On the 20th anniversary of the Task Force's departure for the Falklands, Glen Reynolds argues that the determination to recapture the islands had more to do with politics than freedom.

THE Falklands War was about the protection of British interests concerning Antarctic oil and moreover, in the midst of riots and instability in Britain, the preservation of a further Thatcherite term of office. It had nothing to do with the rights of some 1,800 islanders.

By the early 1980s international opinion was gearing itself up for the dismantling of old empires, which included (for the vast majority of the British population) the previously unidentifiable islands of the Falklands and South Georgia.

Discussions over sovereignty were under way. The resultant conflict was the outcome of two major miscalculations, by the British (for which Lord Carrington nobly resigned over a Foreign Office failure to foresee the invasion) and General Galtieri, who had announced on Argentinian television that a nation such as Britain with two women in charge, the Queen and Margaret Thatcher, would not risk the lives of its servicemen and women. How wrong he was.

The war cost Britain 255 men, six ships (ten others were badly damaged), nine Harriers and £1.6bn. The Tory Government was re-elected the following year with a landslide and in a spirit of jingoistic nationalism, and the economy started to improve.

Even the Labour leader, Michael Foot, a Quaker educated CND member, was in favour of the military action.

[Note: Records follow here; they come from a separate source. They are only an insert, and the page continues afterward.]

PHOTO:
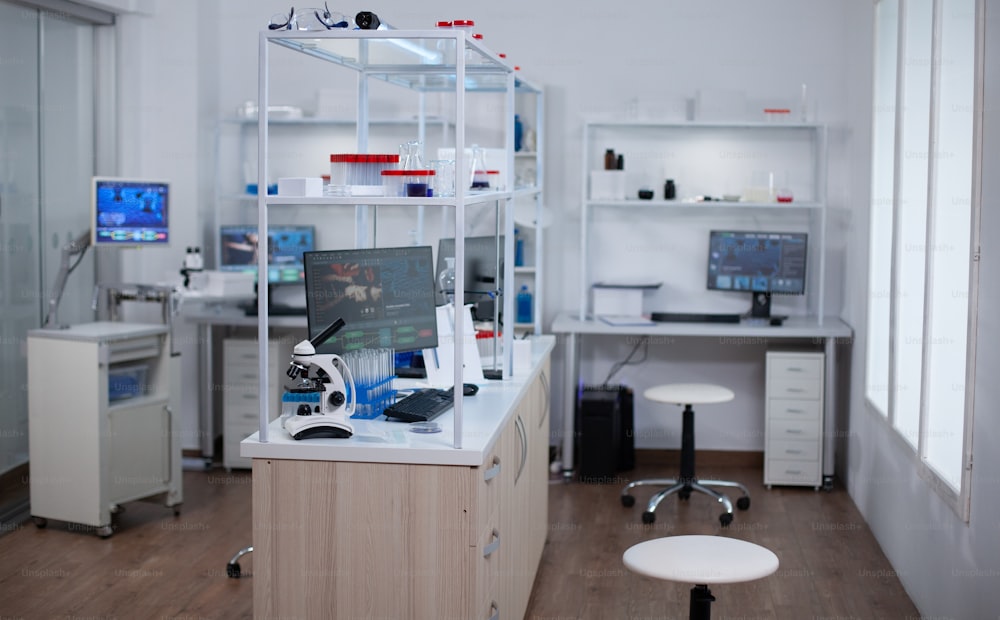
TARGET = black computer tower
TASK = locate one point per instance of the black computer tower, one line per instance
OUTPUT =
(605, 434)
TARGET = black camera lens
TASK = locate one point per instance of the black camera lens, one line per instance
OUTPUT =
(366, 20)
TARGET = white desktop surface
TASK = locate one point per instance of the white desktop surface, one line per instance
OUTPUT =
(793, 327)
(381, 441)
(101, 331)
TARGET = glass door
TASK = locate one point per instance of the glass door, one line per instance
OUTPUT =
(46, 161)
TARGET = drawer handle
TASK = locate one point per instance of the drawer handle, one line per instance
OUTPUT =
(494, 471)
(493, 546)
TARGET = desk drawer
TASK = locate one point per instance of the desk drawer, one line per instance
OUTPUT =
(794, 365)
(782, 449)
(808, 389)
(793, 430)
(790, 409)
(782, 471)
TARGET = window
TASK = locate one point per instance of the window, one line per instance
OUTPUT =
(924, 200)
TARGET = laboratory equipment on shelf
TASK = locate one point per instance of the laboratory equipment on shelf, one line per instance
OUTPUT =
(324, 408)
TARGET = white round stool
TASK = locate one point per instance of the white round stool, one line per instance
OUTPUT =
(700, 560)
(686, 395)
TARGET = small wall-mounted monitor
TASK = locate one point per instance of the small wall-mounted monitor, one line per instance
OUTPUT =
(129, 212)
(761, 263)
(384, 295)
(238, 251)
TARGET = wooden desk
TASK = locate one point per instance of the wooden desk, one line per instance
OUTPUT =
(394, 524)
(828, 332)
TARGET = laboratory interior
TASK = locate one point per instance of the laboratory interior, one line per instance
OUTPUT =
(717, 269)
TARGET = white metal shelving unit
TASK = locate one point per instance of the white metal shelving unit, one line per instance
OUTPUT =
(711, 154)
(426, 61)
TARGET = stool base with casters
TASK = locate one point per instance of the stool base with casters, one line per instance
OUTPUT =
(683, 485)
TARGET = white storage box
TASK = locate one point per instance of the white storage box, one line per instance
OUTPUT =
(300, 186)
(607, 185)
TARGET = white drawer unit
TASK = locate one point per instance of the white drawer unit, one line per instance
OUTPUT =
(241, 385)
(793, 422)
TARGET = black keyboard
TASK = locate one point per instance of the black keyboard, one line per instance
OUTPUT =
(422, 406)
(690, 317)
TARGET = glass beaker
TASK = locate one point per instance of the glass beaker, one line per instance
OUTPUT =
(410, 155)
(444, 177)
(478, 177)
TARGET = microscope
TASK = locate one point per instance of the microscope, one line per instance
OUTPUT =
(319, 398)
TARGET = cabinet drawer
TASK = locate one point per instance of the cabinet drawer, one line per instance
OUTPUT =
(794, 366)
(811, 389)
(793, 409)
(782, 471)
(795, 430)
(793, 450)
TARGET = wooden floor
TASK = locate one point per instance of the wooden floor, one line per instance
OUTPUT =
(159, 566)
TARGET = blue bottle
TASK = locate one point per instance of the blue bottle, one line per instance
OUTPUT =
(518, 132)
(524, 305)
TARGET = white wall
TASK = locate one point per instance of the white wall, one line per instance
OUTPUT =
(949, 568)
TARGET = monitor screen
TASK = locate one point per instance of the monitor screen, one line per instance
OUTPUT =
(285, 247)
(384, 295)
(480, 266)
(129, 212)
(757, 262)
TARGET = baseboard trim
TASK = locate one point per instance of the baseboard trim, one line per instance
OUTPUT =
(708, 458)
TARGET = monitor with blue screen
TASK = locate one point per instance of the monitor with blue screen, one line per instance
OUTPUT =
(384, 295)
(285, 246)
(129, 212)
(760, 263)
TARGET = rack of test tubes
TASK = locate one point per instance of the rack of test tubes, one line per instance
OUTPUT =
(359, 174)
(373, 371)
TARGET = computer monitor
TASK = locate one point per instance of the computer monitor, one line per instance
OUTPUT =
(129, 212)
(761, 263)
(384, 295)
(285, 246)
(481, 271)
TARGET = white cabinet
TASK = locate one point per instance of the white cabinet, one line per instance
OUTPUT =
(241, 383)
(793, 427)
(101, 432)
(727, 176)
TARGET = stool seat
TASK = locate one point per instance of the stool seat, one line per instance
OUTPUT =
(689, 394)
(700, 559)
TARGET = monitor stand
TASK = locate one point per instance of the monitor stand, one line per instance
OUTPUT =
(760, 307)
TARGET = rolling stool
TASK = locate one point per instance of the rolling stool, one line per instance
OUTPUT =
(701, 560)
(687, 394)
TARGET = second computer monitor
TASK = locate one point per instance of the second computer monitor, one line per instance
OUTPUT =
(385, 296)
(762, 263)
(238, 251)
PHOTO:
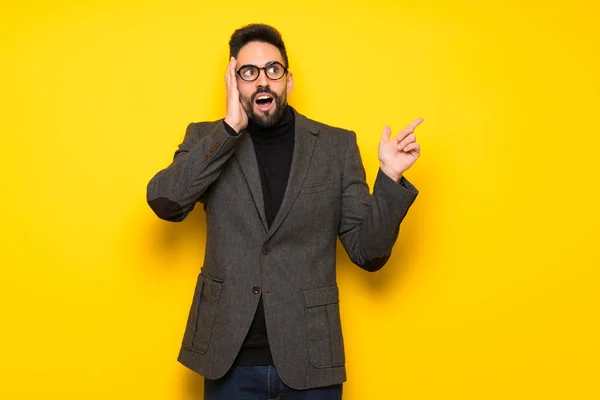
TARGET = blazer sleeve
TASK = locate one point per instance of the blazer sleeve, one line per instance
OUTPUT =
(173, 192)
(370, 223)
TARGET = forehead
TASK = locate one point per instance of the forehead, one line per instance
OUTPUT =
(258, 53)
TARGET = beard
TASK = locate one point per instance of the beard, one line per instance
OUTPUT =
(266, 119)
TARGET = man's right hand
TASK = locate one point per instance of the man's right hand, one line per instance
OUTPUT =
(236, 116)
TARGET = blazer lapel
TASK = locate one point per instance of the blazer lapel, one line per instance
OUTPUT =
(247, 159)
(305, 137)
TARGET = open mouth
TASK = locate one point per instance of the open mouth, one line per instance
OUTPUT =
(264, 101)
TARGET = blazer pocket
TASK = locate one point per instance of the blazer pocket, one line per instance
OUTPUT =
(319, 187)
(201, 318)
(325, 341)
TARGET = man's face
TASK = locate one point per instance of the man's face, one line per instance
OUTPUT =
(263, 99)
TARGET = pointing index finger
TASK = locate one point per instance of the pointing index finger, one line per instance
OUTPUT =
(416, 122)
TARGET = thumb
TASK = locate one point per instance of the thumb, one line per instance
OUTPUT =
(385, 135)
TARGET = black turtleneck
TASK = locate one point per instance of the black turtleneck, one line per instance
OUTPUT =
(274, 149)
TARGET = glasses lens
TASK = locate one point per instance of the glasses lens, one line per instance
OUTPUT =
(249, 72)
(275, 70)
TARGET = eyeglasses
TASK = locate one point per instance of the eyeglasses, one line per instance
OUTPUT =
(273, 71)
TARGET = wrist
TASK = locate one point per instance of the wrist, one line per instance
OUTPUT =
(395, 176)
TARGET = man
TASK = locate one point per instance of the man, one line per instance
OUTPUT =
(278, 190)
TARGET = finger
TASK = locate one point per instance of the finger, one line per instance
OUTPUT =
(407, 140)
(385, 135)
(409, 129)
(412, 147)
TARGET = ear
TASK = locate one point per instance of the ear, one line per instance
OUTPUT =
(290, 82)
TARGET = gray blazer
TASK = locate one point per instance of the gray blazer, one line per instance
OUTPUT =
(292, 263)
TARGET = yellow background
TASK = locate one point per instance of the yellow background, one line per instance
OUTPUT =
(491, 292)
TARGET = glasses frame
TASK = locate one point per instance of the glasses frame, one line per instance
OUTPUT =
(264, 69)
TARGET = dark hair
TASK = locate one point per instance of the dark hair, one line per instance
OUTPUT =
(256, 33)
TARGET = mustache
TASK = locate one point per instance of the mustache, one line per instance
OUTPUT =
(263, 90)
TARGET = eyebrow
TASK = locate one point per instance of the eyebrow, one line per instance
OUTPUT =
(266, 64)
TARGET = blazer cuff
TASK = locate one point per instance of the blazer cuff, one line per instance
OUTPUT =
(402, 189)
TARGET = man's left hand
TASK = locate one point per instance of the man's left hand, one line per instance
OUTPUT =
(400, 153)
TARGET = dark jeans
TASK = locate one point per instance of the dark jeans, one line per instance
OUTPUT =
(262, 383)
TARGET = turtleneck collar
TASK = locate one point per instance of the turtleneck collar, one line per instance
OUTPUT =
(275, 133)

I believe that the mishandling of the unofficial and undeclared war was illustrated by the war crime sinking of the Argentinian flagship General Belgrano, which, in the single most isolated and costly incident of the war, resulted in the loss of 323 Argentinian sailors. Who can forget the rare flustering of Thatcher on BBC's Nationwide by a woman who questioned the PM as to why the ship was sunk as it was turning away from the "exclusion zone"?

Two years ago, the Human Rights Court in Strasbourg threw out an application by relatives of the dead sailors on a technicality regarding the lateness of the petition.

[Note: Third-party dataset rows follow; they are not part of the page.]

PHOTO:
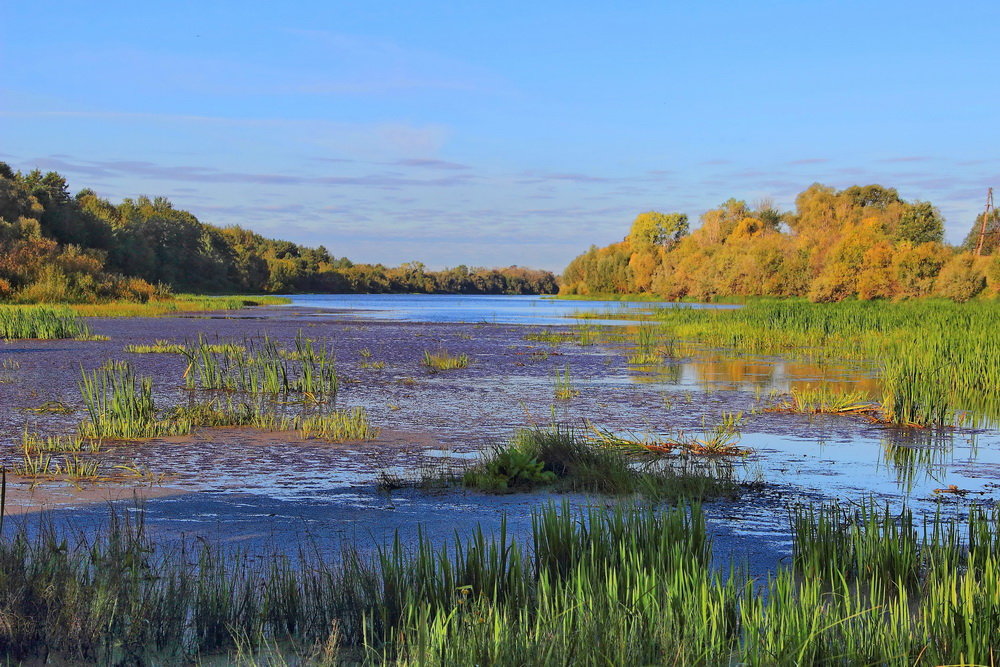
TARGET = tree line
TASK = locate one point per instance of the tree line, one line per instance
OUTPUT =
(861, 242)
(58, 247)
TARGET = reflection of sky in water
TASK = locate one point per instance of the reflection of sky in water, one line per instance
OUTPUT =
(835, 457)
(471, 308)
(825, 457)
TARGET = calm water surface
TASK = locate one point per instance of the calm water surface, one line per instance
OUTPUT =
(472, 308)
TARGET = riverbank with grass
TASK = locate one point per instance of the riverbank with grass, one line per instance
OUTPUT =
(939, 362)
(315, 491)
(866, 586)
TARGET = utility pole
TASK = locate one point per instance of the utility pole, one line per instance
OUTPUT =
(982, 227)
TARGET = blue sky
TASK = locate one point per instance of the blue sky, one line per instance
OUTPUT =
(498, 133)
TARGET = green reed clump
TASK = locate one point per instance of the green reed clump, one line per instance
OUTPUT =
(157, 347)
(444, 361)
(560, 457)
(260, 366)
(340, 425)
(825, 400)
(227, 411)
(120, 406)
(19, 322)
(939, 361)
(34, 442)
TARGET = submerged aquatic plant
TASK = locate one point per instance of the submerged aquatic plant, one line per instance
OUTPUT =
(443, 361)
(19, 322)
(120, 406)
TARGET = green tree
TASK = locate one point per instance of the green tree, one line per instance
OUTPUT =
(653, 228)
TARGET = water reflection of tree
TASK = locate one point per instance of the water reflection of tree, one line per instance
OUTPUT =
(917, 456)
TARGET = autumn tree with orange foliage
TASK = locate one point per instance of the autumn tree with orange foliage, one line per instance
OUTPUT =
(861, 242)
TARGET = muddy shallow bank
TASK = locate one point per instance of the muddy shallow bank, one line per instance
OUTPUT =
(253, 488)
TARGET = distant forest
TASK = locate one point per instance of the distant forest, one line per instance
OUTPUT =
(862, 242)
(58, 247)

In 1999, one of the long-standing opponents of the war, Tam Dalyell, visited the President of Peru as part of a delegation to reflect upon the failed peace talks of 1982. Dalyell reported that the President had confirmed his own account of the scuppered peace talks. "He confirmed exactly what I had said in 1984, the purpose in sinking the Belgrano 36 hours after she was first sighted by HMS Conqueror on a west-north-west course of 270 degrees (travelling away from the islands) was to scupper the Peruvian peace proposals. Mrs Thatcher did not want to be denied a military victory which was what the Falklands War was about."

What we can learn from the Falklands War is that power corrupts, that the first casualty of war is the truth, and many of our brave serviceman died over an island 8,000 miles away, in relation to a dispute which will one day be settled amicably in a passing footnote of history and a re-interpretation of the sovereignty issue.